Andrew Forster at Kendal Poetry Festival

Ticket sales are going very well, and very fast! Quite a few events have sold out – the Friday night Main Reading with Helen Mort and Mir Mahfuz Ali, the Saturday Afternoon Main Reading with Clare Shaw and Hilda Sheehan and there are no tickets for the Poetry Business workshop with Peter and Ann Sansom or for the workshop with Hilda Sheehan.  We currently have a few tickets left for the Saturday night reading with Peter and Ann Sansom and only 3 tickets left for our final reading of the festival with Greta Stoddart and Fiona Sampson.

It it is likely that there will be very few tickets available on the door.  We would strongly advise buying tickets beforehand if possible.  Ticket sales from The Brewery will finish at 5pm on Thursday 23rd, so please buy your tickets before then! After this time, you will have to take your chance and queue up at the door for each event, to see if there are any returns.

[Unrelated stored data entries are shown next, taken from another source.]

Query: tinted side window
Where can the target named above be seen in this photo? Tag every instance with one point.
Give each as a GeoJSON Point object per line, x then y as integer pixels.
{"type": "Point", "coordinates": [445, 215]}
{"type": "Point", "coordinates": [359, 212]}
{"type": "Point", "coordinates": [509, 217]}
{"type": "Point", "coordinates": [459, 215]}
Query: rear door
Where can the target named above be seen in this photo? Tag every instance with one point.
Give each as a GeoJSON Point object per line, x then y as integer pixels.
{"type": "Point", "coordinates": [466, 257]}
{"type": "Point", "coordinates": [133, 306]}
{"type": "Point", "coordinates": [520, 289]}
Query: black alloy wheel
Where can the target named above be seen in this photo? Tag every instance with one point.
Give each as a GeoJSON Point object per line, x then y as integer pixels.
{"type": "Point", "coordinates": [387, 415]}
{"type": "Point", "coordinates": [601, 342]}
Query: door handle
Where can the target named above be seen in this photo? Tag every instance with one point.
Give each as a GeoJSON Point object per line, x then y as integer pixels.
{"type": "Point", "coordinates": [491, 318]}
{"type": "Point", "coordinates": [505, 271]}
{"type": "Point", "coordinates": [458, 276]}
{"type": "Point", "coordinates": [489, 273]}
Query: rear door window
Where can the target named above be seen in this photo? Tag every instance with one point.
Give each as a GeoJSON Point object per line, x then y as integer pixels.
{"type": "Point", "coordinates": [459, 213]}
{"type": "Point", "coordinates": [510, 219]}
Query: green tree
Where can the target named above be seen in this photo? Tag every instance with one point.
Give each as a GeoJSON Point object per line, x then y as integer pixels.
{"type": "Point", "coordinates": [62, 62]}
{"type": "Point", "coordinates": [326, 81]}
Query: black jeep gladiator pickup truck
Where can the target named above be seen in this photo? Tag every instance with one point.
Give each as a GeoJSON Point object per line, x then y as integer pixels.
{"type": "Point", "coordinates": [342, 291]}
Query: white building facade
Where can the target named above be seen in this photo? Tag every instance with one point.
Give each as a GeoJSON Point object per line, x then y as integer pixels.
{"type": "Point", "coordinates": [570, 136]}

We’re really excited to have a poem from Andrew Forster to share with you today.  Andrew is appearing at the festival alongside Jane Routh on the 24th June at 5pm.  Andrew and Jane will be discussing the place of nature poetry in a time of environmental disruption, which seems particularly apt after the floods that Kendal has suffered recently.  We’ve had to move this event to a larger room, but there are still only ten tickets left – so if you’re going to come, and haven’t booked your tickets yet, please do so soon!  You can buy tickets for this event here: https://www.breweryarts.co.uk/lakes-tickets/listing/KPF-NATURE-POETRY-IN-A-TIME-OF-CRISIS-JANE-ROUTH-ANDREW-FORSTER

 

We asked Andrew to choose a poem to feature, and to send us through some thoughts on the poem.  Andrew said

This poem is one of my first attempts to write a poem based on a political idea. I wrote it at the time of the debates that led to the banning of fox hunting, when the Countryside Alliance was emerging as a strong voice. Sadly it still seems to be relevant with repeated calls for the repeal of the ban, and foxes often getting caught up in drag-hunting. I wasn’t sure how to tackle the subject poetically. Straightforward polemic can often feel flat, or seem like it’s preaching to the converted. My answer was to fall back on personal experience. A Sunday afternoon drive around the Scottish Borders gave me this poem.

The following poem is from Andrew’s second book Territory, which was published by Flambard in 2010.  Andrew’s books will be available to buy during the festival.

PHEASANTS

 

I steer around them. Too many

to be an accident: messes of russet feathers

gummed to the tarmac with blood

 

as though a car or truck had mown

into a cluster of them. Perhaps

there were several drivers, keeping score,

 

swerving to pick off stragglers

who flitted desperately, trying

to get back to where they came from.

 

Around a bend the road is clear

until I’m halted by a policeman’s hand

warning me of the huntsmen,

 

dismounted, milling in the quiet road.

One, in red tunic, wielding a horn,

whispers to the officer who waves me on.

 

Beyond, horses roped to gateposts

stamp and whinny, while a line

of tweed-jacketed men on the verge

 

laugh and jostle each other,

their urine arching into the grass,

glittering briefly in the weak light.

 

Thanks to Andrew for letting us publish this wonderful poem here.